God Of The Wild finds its greatest strength through confidence and dedication to its vision. Dead Waves are standard bearers for independent music.
For nearly every mood or event there seems to be music made to accompany it. That being said, don’t wait for an apocalypse before you listen to Dead Waves. God Of The Wild is an understated soundtrack to a cataclysm that may or may not have happened yet; that part is up to you. Their mix of indie rock attitude, downtempo melodies, and psychedelic introspection is a sonic harbinger of doom, but still manages to squeeze in some playful moments along the way. This record consists of ten songs where each is an intriguing facet of this diamond in the rough.
Opening the record with “Gabriella”, the duo employs guitar, bass, and dissonant vocals creating an eerie, hypnotic ambiance. The lack of drumming or percussion sort of kept me on the edge of my seat, as it felt like the song was just waiting for the right moment to bring them in, but never actually does. I’d later find that this was the case with nearly every song in the tracklist. There’s an air of apprehension that is pervasive throughout the entire record, underpinning the overall experience. The title track is mainly instrumental and includes guitar, flute, and bass all dancing around some unsettling vocalizations. It truly feels unhinged at times, and kept me on my toes.
Dead Waves are apt at skewing atmosphere in unexpected ways. After the unpredictable start with the first two songs, “Silver Pirouettes” begins with rhythmic bass and guitar, presenting itself as a pretty standard shoegaze song. After the vocals are introduced, the irony and dissonance return, putting me ill at ease once again. I like this playful and non-traditional approach. Many indie bands try this with varying degrees of success, but this act is fully committed to defying expectations and executing their vision. I think in the hands of less skillful artists, these songs and this iron-willed dedication to eccentricity would come off as disingenuous.

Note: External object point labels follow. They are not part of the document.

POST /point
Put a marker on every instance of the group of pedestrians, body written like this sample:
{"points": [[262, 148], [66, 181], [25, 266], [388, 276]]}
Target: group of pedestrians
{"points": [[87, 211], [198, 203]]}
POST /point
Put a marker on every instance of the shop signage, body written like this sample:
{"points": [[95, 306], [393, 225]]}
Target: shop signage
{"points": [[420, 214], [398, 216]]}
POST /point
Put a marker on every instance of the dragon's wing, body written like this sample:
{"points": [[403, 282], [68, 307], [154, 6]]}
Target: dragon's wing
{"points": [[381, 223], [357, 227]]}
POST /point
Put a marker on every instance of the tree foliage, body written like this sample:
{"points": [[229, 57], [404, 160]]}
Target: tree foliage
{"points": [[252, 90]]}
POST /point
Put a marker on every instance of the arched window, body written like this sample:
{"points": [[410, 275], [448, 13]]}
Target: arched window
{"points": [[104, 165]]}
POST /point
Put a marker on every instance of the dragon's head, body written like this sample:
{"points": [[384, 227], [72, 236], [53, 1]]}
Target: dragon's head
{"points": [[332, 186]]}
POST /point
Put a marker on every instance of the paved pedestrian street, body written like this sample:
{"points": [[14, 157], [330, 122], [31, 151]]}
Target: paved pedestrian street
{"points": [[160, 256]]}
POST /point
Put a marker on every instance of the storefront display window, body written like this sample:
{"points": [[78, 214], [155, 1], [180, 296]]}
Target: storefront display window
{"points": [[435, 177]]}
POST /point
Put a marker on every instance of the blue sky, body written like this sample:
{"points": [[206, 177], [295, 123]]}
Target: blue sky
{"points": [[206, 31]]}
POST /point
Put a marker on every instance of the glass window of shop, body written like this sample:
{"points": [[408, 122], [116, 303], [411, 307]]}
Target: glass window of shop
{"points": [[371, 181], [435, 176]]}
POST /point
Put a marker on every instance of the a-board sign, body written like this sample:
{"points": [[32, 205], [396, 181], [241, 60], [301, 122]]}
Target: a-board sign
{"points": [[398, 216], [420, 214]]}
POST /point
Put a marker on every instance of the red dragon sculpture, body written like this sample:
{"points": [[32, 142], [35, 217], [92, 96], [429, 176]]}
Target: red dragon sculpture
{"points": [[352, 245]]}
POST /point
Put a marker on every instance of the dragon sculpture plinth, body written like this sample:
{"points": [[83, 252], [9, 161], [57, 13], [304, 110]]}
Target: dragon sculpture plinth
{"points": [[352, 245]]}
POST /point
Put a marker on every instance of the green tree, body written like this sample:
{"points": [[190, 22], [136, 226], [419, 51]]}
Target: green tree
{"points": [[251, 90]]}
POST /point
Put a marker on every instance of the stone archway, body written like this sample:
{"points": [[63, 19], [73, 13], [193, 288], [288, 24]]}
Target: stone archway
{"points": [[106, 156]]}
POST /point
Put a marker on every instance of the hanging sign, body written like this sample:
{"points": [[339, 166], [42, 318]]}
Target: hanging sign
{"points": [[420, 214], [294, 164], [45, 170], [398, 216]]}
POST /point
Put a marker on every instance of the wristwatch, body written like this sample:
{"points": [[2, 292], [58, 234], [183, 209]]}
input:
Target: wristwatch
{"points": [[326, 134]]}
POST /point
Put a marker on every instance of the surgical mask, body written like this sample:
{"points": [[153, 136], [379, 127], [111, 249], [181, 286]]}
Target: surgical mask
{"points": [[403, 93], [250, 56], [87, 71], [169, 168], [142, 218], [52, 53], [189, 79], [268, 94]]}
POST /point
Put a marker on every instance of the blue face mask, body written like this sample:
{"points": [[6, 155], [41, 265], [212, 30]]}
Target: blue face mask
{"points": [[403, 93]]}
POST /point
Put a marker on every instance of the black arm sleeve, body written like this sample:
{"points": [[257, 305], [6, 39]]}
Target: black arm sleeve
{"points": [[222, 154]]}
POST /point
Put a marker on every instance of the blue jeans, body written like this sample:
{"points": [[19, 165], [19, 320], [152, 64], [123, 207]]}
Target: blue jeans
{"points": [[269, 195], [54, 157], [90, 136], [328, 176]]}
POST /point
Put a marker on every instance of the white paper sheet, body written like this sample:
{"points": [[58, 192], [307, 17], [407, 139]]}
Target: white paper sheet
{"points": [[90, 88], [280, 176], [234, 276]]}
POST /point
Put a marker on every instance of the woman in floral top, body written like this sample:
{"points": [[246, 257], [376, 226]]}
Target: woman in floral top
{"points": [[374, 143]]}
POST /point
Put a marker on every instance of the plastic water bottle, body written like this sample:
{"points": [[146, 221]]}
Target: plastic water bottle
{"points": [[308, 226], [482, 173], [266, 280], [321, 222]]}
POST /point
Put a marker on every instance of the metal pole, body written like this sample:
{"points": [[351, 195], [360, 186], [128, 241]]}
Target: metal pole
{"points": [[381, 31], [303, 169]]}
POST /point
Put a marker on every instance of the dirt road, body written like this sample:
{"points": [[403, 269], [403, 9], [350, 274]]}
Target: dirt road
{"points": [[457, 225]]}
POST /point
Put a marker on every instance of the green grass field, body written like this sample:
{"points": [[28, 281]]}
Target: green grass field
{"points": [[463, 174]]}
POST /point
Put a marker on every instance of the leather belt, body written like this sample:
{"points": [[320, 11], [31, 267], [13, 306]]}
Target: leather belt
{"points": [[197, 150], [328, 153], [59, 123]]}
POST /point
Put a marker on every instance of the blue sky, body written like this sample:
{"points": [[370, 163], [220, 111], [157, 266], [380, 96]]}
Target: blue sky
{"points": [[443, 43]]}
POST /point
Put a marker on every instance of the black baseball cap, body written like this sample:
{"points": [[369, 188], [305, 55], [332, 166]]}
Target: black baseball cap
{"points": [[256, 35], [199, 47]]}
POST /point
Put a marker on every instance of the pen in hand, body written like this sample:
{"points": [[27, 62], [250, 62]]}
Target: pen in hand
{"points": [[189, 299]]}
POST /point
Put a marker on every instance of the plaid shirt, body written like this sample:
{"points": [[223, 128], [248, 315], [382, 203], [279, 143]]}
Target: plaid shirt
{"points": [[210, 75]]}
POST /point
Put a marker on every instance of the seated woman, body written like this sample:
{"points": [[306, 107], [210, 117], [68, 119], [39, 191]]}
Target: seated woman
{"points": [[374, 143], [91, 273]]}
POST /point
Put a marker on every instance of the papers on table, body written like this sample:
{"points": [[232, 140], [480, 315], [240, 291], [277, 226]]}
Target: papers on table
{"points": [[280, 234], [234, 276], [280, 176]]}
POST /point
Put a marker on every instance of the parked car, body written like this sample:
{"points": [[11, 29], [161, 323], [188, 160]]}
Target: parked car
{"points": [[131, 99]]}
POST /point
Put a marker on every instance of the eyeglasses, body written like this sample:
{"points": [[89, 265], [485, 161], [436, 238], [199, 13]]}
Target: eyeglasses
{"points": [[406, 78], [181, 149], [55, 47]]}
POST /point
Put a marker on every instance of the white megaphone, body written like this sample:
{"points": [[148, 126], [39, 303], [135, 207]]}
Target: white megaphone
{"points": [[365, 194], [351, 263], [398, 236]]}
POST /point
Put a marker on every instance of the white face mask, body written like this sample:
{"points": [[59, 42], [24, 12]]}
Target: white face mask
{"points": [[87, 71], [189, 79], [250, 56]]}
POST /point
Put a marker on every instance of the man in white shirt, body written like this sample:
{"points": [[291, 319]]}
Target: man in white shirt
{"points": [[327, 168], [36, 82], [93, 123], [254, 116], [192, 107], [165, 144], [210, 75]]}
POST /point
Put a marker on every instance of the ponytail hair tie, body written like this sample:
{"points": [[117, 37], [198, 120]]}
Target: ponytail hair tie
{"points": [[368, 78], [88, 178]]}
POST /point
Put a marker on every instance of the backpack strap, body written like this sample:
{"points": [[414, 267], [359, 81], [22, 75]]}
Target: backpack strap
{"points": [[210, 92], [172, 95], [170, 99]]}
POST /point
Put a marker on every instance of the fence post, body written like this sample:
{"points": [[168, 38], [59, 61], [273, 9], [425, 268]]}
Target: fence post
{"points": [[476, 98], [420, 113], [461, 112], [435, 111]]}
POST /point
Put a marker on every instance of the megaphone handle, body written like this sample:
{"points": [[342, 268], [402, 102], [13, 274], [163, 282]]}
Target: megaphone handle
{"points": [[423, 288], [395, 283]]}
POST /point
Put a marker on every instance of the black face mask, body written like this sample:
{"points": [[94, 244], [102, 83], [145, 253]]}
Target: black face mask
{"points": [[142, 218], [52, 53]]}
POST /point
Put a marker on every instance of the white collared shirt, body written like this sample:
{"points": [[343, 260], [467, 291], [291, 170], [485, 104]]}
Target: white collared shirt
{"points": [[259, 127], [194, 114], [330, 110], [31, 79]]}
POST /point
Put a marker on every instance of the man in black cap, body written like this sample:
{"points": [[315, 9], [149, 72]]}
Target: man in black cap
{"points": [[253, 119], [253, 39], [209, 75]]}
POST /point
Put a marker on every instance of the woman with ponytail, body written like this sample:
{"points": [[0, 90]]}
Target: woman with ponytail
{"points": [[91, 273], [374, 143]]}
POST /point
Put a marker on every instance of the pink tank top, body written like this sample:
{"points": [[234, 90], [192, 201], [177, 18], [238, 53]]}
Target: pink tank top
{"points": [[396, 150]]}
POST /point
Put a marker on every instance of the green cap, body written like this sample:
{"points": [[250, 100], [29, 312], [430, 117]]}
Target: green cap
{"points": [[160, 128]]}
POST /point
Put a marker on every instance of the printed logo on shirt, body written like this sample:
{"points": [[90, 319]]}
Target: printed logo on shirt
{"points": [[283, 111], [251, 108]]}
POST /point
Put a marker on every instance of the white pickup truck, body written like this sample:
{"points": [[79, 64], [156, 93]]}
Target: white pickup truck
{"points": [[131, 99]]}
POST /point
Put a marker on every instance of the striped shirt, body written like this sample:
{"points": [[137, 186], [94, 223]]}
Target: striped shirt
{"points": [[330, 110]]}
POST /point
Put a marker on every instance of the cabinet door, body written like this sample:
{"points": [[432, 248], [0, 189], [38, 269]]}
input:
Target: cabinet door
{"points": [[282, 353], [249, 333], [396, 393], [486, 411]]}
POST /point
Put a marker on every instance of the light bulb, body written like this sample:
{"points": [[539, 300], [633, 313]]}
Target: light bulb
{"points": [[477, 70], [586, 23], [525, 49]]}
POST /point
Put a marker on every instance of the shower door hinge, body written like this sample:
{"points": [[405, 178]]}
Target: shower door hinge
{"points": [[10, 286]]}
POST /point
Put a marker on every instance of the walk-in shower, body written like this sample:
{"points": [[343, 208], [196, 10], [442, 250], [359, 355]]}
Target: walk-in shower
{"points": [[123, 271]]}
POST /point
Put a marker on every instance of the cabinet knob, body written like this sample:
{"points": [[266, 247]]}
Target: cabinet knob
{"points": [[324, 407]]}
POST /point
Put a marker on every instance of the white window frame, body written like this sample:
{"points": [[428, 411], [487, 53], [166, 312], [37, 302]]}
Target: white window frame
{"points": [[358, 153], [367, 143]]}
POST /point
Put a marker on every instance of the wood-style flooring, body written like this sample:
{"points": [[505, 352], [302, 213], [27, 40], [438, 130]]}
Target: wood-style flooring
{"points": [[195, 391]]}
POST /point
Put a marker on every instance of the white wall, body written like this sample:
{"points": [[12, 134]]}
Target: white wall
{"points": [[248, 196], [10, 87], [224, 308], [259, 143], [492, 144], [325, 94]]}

As the record goes on, off-kilter and experimental continue to be the keywords. “Innate” is somber and wistful, while “Ancient Love” is one of the more traditional songs among the ten presented to us. “Astrapi” (which is Greek for ‘lightning’) is perhaps the most complete song on God, at least in terms of what I expected. Its runtime is around three minutes, and there’s a cohesion to the vocals and instrumentation that hasn’t been there until now. I found it interesting in just how jarring this was in the context of the rest of the record. To be able to make a traditional song structure feel out of place within your own body of work is pretty remarkable.
God Of The Wild is an independent record to its very core, for better or worse, depending on one’s own reaction to its eccentricities. I found the album to be incredibly confident and sure of itself. Without this confidence, I think that it would have fallen flat on its face. However, Dead Waves knew this and fully committed to doing things their own way, each aspect of the record benefitting from this. That being said, this isn’t a drive-through-town-with-the-windows-down kind of indie rock record that you see in Ellen Paige movies. It doesn’t wear its independence as a badge; it simply exists whether we notice it or not. I’m glad I noticed it.